On ignore pour l'instant si la prise éclair de Bab el-Mandeb par le groupe accélérera les discussions sur un élargissement de ce mandat, discussions qui étaient déjà en cours à la mi-juillet, selon la cheffe de la diplomatie de l'UE, Kaja Kallas, qui s'est exprimée auprès d'Euronews.
"Ce qui est délicat avec les Houthis, c'est qu'ils se sont montrés résilients face aux campagnes maritimes et aux coalitions intermittentes dirigées contre eux pour réduire leurs capacités offensives", a déclaré Rose.
"Ni les États-Unis ni l'UE n'ont relancé les efforts passés pour mettre sur pied une campagne concertée face à la récente expansion des Houthis, même si cela reste possible dans les prochains mois alors que les États-Unis cherchent des leviers face à l'Iran", a-t-elle ajouté.
Téhéran salue une 'victoire retentissante'
Téhéran est intervenu vendredi en appelant à la fin du blocus imposé par l'Arabie saoudite au Yémen et à la reprise immédiate des pourparlers, dans sa première déclaration publique depuis l'offensive des Houthis en mer Rouge.
Dans un communiqué diffusé par l'agence de presse officielle IRNA, le ministère iranien des Affaires étrangères a estimé que la souveraineté du Yémen doit être respectée et que ses problèmes ne peuvent pas être résolus par un blocus ou des alliances militaires.
Mohammad Mokhber, conseiller de l'ayatollah iranien Mojtaba Khamenei, a félicité vendredi les Houthis pour leur "victoire retentissante".
Parallèlement, des informations affirment que le corps paramilitaire d'élite iranien, l'IRGC, a déployé des dizaines de conseillers pour aider les Houthis dans leurs opérations. Euronews n'a pas pu vérifier de manière indépendante ces affirmations à ce stade.
Une éventuelle perturbation à Bab el-Mandeb jouerait en faveur de Téhéran, dont le blocus du détroit d'Ormuz exerce déjà une forte pression sur les marchés mondiaux de l'énergie, provoquant une crise qui pourrait encore s'aggraver à l'approche de l'hiver dans l'hémisphère nord.
"L'offensive des Houthis pour conquérir des territoires près de Bab al Mandeb fait progresser les objectifs iraniens dans le cadre de la campagne régionale actuellement menée par l'Iran contre les États-Unis et leurs alliés", a estimé vendredi dans sa dernière analyse le groupe de réflexion basé à Washington Institute for the Study of War (ISW).
"L'Iran a récemment poursuivi les axes d'effort suivants dans le cadre de cette campagne régionale : cibler les forces navales américaines, attaquer les forces américaines dans l'ensemble de la région et perturber le trafic dans le détroit d'Ormuz", a-t-il ajouté.
"Les Houthis et l'Iran peuvent actuellement partager un objectif commun en matière de contrôle houthi du littoral de la mer Rouge, mais la nature de leur relation signifie que les Houthis détermineront de manière indépendante leur degré d'implication dans le soutien à d'autres objectifs iraniens."
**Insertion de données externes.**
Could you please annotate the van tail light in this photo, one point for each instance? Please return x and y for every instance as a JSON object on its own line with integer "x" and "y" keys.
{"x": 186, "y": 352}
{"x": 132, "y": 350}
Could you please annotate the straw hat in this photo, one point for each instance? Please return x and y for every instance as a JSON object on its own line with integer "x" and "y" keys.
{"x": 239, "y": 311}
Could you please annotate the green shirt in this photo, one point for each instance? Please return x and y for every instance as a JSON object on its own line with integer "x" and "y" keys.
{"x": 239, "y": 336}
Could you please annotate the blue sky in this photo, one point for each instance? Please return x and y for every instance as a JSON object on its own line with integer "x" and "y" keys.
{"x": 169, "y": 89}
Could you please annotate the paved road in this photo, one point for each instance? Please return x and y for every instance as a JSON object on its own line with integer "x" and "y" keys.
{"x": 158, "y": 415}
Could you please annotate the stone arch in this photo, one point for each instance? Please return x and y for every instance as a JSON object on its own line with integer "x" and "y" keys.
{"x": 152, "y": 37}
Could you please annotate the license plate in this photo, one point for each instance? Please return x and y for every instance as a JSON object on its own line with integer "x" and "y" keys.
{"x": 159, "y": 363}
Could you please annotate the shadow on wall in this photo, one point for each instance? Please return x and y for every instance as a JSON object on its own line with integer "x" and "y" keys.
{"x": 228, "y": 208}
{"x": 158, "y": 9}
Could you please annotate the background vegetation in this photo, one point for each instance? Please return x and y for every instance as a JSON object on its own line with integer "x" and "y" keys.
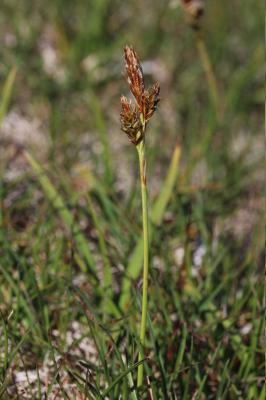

Le chef du Conseil de gouvernement yéménite reconnu par la communauté internationale a exhorté jeudi les pays arabes et d'autres nations à l'aider à défendre les côtes du pays.
"La protection des côtes du Yémen et le rétablissement du contrôle de l'État sur son territoire, ses ports et ses eaux constituent un intérêt yéménite, égyptien, arabe et international commun", a déclaré Rashad al-Alimi, qui préside le Conseil de direction présidentielle du Yémen, lors d'une rencontre avec l'ambassadeur d'Égypte.
L'offensive des Houthis a fait plus de 500 morts et déplacé environ 46 000 personnes, a indiqué vendredi l'agence des Nations unies pour les migrations.